Interesting. In your personal opinion, what is the percent likelihood that human actions have played a statistically significant role in the warming of the Earth?
Fascinating. You act as if the variability in long-term projections falsifies them all.
Might be worth considering what's going to happen to planet Earth under each of those scenarios given their likelihoods, don't you think?
Statistical significance is not a very low bar, usually 5%, but Human activity has played several roles in the increase
of the average temperature. Personally I would place the percentage of the warming from Human activity at about 69%,
but we do not know enough to actually quantify the components.
Why 69%, well of the .88 C of observed warming, .28 C is occurred before 1950, and is acknowledged to be natural,
The balance 69% could possibly be from Human activity, so I will give the benefit of the doubt to human activity.

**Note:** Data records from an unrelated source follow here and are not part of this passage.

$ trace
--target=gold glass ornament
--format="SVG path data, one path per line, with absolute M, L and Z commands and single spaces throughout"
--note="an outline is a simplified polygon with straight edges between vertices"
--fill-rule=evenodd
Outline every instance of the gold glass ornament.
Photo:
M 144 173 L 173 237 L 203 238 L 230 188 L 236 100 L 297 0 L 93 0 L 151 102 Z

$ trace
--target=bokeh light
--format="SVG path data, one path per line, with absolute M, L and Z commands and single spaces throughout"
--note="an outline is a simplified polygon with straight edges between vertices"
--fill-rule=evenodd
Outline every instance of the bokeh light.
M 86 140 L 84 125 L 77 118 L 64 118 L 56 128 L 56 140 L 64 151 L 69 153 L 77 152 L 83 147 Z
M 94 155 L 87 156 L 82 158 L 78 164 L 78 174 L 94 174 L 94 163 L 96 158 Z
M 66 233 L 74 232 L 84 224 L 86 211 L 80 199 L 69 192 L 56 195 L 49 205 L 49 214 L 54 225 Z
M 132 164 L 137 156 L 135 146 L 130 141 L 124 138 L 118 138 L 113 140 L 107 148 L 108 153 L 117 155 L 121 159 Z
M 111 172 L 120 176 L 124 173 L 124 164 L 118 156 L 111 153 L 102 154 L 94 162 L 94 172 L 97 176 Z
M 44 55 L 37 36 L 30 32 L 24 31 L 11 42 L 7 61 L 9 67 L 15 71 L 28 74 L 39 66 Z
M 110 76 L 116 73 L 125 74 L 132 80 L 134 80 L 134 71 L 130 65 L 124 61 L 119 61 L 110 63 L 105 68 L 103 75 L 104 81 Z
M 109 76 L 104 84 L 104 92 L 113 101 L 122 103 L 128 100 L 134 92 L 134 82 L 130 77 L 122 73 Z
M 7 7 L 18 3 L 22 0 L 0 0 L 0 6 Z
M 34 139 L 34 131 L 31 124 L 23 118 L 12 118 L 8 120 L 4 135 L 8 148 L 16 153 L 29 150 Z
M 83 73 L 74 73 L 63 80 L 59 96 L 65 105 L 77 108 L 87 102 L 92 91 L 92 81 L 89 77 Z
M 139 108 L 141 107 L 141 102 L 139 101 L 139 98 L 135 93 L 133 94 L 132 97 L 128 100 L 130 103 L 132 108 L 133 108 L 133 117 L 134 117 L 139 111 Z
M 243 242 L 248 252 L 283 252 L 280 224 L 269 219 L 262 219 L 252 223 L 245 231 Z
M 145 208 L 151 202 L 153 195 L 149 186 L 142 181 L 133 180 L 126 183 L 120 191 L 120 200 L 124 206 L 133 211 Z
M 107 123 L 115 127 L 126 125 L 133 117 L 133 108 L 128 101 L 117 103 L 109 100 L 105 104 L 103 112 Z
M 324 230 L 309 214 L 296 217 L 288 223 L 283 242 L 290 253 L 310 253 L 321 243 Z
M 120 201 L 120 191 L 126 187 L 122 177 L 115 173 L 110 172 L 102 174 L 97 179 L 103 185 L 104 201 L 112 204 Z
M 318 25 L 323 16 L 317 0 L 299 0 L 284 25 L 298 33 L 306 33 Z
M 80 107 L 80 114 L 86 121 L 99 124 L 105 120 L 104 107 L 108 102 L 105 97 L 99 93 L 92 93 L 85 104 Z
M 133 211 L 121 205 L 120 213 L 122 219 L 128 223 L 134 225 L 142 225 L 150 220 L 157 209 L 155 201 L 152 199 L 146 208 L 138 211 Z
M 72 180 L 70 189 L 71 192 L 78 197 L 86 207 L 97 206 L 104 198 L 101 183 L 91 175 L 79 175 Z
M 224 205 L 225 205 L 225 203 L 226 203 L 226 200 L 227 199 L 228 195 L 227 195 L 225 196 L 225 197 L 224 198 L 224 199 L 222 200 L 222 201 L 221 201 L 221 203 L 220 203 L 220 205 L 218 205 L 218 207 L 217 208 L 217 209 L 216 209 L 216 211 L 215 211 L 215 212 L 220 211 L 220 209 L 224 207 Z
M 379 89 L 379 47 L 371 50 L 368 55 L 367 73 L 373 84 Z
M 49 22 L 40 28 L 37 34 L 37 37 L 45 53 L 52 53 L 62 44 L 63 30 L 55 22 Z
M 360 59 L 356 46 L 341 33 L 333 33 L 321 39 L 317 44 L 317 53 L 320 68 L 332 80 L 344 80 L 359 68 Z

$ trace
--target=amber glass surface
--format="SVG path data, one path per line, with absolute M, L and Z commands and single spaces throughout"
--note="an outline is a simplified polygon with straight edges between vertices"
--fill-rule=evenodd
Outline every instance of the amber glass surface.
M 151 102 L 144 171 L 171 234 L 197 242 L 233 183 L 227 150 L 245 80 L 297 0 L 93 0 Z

Consider added CO2, do we go with the calculated number or the observed one?
Do we calculate the energy imbalance at the troposphere, or the top of the atmosphere?

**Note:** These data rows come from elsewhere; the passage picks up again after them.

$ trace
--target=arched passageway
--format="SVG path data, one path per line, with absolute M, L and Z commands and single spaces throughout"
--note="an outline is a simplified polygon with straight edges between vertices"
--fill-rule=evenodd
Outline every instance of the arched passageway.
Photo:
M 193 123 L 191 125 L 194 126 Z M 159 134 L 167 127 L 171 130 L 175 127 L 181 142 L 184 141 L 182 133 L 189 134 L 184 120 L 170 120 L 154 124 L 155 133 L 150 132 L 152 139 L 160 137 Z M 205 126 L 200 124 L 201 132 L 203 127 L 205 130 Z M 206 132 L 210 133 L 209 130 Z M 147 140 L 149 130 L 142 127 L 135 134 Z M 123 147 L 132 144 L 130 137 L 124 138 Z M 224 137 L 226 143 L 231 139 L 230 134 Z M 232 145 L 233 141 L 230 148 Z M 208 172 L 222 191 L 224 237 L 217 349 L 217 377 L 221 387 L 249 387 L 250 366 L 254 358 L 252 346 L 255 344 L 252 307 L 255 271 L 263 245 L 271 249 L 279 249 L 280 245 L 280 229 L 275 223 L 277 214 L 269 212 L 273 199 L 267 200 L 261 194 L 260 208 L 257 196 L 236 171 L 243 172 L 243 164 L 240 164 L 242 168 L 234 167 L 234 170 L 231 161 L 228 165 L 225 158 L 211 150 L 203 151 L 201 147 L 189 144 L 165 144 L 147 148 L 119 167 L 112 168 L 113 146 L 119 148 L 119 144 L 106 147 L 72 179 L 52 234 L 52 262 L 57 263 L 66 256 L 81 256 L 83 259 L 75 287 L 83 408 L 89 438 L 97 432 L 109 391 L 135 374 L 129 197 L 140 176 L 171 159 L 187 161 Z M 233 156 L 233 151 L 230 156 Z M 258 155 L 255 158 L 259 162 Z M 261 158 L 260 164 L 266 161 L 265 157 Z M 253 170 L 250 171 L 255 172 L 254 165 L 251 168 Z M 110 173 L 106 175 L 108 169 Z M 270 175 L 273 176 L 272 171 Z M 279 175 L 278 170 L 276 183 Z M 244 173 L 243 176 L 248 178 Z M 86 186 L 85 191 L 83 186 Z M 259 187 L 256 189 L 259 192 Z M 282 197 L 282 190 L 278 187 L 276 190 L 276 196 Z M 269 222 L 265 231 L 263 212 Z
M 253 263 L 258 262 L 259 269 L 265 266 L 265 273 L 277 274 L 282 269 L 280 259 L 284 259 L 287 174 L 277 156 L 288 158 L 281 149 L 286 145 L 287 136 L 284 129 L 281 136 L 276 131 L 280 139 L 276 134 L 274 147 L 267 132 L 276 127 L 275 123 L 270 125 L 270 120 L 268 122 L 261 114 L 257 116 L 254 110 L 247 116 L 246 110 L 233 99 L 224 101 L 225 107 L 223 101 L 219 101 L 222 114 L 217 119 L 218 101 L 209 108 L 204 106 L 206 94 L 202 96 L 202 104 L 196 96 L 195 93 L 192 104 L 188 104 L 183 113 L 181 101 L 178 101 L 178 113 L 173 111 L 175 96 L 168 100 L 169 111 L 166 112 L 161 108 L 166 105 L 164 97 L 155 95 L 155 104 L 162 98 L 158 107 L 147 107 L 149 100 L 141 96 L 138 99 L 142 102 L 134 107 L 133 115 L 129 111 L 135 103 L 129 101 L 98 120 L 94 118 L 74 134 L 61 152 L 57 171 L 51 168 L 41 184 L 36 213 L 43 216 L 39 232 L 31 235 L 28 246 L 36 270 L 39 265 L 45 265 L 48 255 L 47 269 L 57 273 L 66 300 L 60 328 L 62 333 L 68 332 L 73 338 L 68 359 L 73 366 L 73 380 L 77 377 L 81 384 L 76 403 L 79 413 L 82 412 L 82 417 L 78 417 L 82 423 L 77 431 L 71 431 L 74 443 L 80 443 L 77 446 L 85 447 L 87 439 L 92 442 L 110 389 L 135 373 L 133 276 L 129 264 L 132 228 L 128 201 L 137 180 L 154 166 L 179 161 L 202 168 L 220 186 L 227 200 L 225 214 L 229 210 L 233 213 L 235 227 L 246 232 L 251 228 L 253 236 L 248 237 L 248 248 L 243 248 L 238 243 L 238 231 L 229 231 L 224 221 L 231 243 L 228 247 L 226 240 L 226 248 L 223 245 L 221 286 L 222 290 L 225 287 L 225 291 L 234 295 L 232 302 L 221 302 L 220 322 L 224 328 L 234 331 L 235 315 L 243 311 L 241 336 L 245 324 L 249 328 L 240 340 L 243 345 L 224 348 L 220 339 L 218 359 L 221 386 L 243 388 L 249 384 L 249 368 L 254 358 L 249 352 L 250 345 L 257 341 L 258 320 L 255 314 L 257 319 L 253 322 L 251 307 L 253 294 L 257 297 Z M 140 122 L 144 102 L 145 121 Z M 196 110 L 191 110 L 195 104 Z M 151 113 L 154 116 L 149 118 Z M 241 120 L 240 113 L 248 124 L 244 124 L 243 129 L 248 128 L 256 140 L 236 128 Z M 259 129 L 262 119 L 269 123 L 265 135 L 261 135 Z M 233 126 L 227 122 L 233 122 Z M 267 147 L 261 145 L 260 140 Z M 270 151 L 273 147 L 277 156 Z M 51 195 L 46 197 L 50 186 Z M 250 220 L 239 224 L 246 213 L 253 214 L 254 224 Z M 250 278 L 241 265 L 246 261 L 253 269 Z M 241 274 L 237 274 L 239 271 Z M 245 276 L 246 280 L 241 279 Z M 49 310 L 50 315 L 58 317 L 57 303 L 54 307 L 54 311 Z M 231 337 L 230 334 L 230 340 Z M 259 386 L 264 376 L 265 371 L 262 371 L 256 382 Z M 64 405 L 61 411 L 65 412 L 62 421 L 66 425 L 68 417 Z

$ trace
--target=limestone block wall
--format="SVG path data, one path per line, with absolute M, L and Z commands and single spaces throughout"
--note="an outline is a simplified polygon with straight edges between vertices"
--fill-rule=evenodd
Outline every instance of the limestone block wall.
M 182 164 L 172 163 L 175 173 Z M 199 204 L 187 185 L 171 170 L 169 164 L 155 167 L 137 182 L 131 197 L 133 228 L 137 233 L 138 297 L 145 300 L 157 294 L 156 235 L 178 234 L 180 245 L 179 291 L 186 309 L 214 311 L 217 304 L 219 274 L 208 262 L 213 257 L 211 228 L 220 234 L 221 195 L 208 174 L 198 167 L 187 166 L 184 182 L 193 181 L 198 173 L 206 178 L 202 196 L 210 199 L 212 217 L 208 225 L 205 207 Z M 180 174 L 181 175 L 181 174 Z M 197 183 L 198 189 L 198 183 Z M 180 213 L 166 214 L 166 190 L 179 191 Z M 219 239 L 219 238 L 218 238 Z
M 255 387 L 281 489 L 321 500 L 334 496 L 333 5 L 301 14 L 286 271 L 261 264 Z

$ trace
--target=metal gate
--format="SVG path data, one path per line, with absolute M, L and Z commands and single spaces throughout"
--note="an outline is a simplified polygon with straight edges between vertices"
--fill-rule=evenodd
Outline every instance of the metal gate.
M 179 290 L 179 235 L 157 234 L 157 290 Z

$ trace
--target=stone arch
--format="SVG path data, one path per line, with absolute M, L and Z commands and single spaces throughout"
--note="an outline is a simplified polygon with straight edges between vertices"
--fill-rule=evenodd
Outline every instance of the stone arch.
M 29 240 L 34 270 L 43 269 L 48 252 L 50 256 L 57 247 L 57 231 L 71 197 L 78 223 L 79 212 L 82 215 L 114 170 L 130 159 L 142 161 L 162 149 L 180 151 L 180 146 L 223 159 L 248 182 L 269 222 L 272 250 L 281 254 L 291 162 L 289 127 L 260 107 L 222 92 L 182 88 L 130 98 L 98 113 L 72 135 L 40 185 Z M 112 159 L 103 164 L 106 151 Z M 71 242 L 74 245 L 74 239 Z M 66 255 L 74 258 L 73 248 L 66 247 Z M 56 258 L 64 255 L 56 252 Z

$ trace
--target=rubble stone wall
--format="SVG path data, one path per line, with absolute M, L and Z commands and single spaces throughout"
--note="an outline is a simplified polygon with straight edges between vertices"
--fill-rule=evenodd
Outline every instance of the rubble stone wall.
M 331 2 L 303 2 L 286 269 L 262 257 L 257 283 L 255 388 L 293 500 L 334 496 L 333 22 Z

How much of the observed warming is from our successful efforts to clear aerosols from the atmosphere?
No I do not act like variability in long-term projections falsifies them all, but attempt to apply the observation of
the climates past responses to perturbations to the predictions.
Even if we assume that the 2XCO2 forcing number is 3.71 Wm-2 (which is not in evidence), then the amount of forcing warming,(perturbation)
would be 1.1 C, to get to an ECS of 3 C, would require the feedbacks to produce an amplification factor of 2.72. (1.1 X 2.72=2.992)
The question becomes, has such an amplification factor, been observed from earlier perturbations?
We have a test case, the pre 1950 .28 C natural warming, and we can use Hansen's latency factor of 37.5 years for 60% of ECS.
Only considering cycle 1, between 1950 and 1988, a 2.72 amplification factor would produce (2.8 X 2.72=.762 C).
Hum! That does not fit with the forcing estimate, which has the instantaneous forcing warming at (5.35 X ln(410/280))= (2.04 X .3)=.612C.
Since .762 + .612 =1.37 C, and that is higher than the observed .88 C total warming (Hadcrut4), then ether the forcing factor, or the amplification factor are too high.
It is actually worse than that, if we assume that the forcing number for CO2 is correct, then the amplification factor needs to be a minor attenuation factor.
.88 C - .612 C =.268 C, but that would be in response to a .28 C input.
lastly, scenarios are about the timing and not the effect.